As we know though, when men find the perfect fit, they are more inclined than other segments to buy in bulk. Therefore, it’s definitely a segment of the market worth investing in.

Narae Chung Co-Founder, Cardon

I don’t believe there's a “race to the bottom” in men's grooming as the market is indeed growing. However, the growth isn't as rapid as expected, which is why this issue is often discussed.

A significant hurdle is education. Many consumers don't fully understand the importance of skincare and are hesitant to invest in premium products. This has led to a trend where men's skincare brands pivot to more popular categories like deodorants. Nevertheless, we're witnessing a clear increase in interest in skincare and wellness across all genders.

As perceptions of masculinity evolve, men are becoming more willing to invest in men's grooming. However, we should prepare for how this market will develop as I’ve seen a shift in how consumers approach men’s grooming in the Asian market. In the U.S., people are still searching for “the best moisturizer for men,” but, as the category evolves, searches will likely become more concern-specific such as “the best moisturizer for hyperpigmentation.”

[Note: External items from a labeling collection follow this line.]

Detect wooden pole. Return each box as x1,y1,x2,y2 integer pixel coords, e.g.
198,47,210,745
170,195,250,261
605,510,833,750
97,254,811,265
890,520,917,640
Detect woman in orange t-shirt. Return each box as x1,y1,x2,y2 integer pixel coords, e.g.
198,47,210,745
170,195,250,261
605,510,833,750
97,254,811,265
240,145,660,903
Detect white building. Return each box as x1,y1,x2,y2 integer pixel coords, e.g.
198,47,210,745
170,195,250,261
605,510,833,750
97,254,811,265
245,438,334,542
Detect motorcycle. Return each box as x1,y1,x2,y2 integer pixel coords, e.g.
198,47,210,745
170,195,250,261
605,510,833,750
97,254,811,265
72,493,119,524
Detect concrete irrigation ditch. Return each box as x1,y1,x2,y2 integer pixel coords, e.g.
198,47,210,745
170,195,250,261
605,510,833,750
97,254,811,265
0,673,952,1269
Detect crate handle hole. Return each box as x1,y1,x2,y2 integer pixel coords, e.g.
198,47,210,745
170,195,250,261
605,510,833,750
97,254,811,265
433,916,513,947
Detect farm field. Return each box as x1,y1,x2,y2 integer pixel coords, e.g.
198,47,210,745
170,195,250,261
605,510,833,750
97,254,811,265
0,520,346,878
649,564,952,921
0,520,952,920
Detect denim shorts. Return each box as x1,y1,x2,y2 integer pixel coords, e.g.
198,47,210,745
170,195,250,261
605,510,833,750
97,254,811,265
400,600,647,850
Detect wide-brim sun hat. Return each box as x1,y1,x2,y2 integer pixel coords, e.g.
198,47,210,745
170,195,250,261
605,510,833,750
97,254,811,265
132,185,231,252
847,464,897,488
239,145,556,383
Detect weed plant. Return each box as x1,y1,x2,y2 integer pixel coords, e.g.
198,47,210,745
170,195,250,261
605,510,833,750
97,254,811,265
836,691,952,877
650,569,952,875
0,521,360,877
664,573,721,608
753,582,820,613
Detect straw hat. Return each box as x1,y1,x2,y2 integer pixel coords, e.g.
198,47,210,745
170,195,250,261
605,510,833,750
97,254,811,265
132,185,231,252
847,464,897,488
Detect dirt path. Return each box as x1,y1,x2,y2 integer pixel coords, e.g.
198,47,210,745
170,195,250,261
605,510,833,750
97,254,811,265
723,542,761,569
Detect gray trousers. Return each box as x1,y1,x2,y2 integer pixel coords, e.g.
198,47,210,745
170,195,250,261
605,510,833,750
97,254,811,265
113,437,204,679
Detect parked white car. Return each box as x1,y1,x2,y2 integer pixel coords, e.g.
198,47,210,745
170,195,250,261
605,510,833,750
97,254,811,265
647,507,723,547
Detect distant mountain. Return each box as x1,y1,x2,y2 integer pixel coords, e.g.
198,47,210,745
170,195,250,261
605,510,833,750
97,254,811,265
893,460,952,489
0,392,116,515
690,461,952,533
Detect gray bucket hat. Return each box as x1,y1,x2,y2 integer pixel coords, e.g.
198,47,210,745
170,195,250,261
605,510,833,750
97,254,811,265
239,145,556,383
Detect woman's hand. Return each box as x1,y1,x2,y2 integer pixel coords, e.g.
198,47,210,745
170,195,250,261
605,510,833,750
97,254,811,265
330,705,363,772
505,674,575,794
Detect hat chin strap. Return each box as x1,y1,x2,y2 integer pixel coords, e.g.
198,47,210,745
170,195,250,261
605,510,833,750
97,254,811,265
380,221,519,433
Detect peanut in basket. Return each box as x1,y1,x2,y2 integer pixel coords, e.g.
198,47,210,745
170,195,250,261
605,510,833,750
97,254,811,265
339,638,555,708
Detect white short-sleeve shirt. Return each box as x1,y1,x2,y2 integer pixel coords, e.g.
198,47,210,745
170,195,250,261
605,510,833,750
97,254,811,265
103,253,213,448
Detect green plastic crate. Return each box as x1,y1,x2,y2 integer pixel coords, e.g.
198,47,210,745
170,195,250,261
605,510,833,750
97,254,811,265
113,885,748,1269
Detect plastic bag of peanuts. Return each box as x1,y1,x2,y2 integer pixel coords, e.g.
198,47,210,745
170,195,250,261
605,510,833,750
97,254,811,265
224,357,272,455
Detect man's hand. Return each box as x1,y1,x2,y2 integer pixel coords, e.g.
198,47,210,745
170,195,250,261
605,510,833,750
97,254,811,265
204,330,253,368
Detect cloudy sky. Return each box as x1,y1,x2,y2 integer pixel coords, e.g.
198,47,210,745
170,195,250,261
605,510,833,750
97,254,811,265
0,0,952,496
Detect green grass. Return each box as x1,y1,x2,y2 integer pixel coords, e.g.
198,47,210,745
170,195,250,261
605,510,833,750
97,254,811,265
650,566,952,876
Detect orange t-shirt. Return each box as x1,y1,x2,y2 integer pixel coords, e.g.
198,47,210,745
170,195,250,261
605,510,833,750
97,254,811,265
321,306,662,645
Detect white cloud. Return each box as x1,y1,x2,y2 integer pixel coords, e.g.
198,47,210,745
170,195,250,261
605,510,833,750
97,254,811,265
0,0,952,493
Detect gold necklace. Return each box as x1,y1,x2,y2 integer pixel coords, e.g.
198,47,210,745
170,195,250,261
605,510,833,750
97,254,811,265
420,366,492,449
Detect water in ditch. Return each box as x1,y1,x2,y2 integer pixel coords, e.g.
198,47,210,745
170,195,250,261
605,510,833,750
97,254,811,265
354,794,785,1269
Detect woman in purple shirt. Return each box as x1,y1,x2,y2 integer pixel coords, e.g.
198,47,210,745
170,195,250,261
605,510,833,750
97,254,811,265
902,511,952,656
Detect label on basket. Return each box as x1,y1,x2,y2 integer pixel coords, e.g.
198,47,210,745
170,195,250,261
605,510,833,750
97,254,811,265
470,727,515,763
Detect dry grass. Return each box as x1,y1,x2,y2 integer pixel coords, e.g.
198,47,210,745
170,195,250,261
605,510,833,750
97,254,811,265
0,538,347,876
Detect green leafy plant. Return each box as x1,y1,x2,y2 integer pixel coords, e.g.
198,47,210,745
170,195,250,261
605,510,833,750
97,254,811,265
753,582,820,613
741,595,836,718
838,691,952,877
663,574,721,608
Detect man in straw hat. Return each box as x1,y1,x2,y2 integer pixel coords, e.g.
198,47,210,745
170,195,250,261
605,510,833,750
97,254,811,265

While preferences for certain textures or scents may remain, men will start looking for products that solve their concerns, moving beyond just gender-based products. It's crucial for brands to anticipate how consumer shopping choices will evolve.

At Cardon, we're developing products focused on men’s top concerns. By doing so, we are creating products specifically for him and communicating in a modern way, ensuring our brand remains relevant and resonant.